After a monthslong battle, Mandy Bujold is one step closer to participating in this summer’s Olympic boxing tournament.
At 6 a.m. Wednesday, Bujold’s lawyer called to tell her that she had won an appeal that would make her eligible to compete in Tokyo beginning in July. Her hopes were in jeopardy because of the pandemic and changes in the qualifying rules that effectively disqualified Bujold because she had a child.
Bujold’s quest to win an Olympic gold medal for Canada remains intact after the Court of Arbitration for Sport ruled on Wednesday that the qualification criteria created by the International Olympic Committee’s Boxing Task Force must include an accommodation for women who were pregnant or postpartum during the qualification period.
It’s not exactly clear what will happen next for Bujold, a 33-year-old flyweight, after winning her appeal. The ruling makes her eligible to compete in Tokyo, but her spot isn’t technically solidified yet.
Monday is the Canadian Olympic Committee’s deadline to register athletes for Tokyo, and Bujold said in an interview that her name would be on that list.
In April, the I.O.C. said boxers from the Americas would qualify for Tokyo based on their rankings at three tournaments from 2018 and 2019. Bujold, however, was either pregnant or postpartum during the 11-month period when those tournaments took place.
Bujold initially asked the I.O.C. to recognize her pre-pregnancy ranking — when she was No. 8 in the world and second in the Americas — but the committee denied that request, saying that making a concession might lead other athletes to ask for exceptions too. In her letter, which she sent in April, Bujold pleaded the case for herself and other women who might find themselves in the same position.
“These are things that do not affect a man. They don’t have to plan their career and sport around a pregnancy or around breastfeeding,” Bujold said, referring to a decision the I.O.C. made on Wednesday that will allow mothers to take their breastfeeding infants with them to the Olympics. The I.O.C. had previously prohibited family members from traveling with Olympians to Tokyo because of pandemic-related restrictions.
Kim Gaucher, a Canadian basketball player who publicly asked via Instagram for her infant daughter to be able to travel with her to Tokyo, said: “Women’s sport is evolving. And I think sometimes it just takes a little bit of time for everybody to get on the same page.”
Gaucher made the post last week after exhausting other efforts, including appeals. “Everyone says they’re on board, but nobody can do anything,” she said in her post.
Bujold said winning this appeal was more about setting a precedent than about her Olympic berth.
Her situation is one of many disputes between sports organizations and mothers who return to competing after giving birth.

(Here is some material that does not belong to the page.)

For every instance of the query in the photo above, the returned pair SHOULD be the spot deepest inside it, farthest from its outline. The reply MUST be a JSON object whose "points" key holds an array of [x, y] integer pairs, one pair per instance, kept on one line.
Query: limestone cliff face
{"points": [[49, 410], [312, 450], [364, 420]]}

In 2019, the Olympic sprinter Allyson Felix was one of several athletes who are mothers who openly criticized Nike for reducing the performance pay of women who had a child, forcing the company to end the financial penalties for pregnant women.
“Having a child is a blessing, and it shouldn’t be used against women in any way, shape or form,” Bujold said.
If she does end up competing in Tokyo, her last fight there will also be the last of her career. She’s an 11-time Canadian national champion and the winner of two Pan American Games titles. Bujold, the 2006 Canadian boxer of the year, also made a trip to the 2016 Rio Olympics, where she was favored to win a medal before getting sick and losing in the quarterfinals.
After her career is over, Bujold said, she will be able to look back at this process and know that she stood up for what is right and later tell her daughter, who is 2 years old, that she doesn’t have to give up on her dreams just because she wants to have a family.
“I’ll be happy that this is my last fight in every sense of the word,” she said. “This has been a long process, mentally, physically, emotionally. I’ve been doing this for over 16 years. I have over 165 fights. This is a good moment for me to end my career on and to start a new chapter.”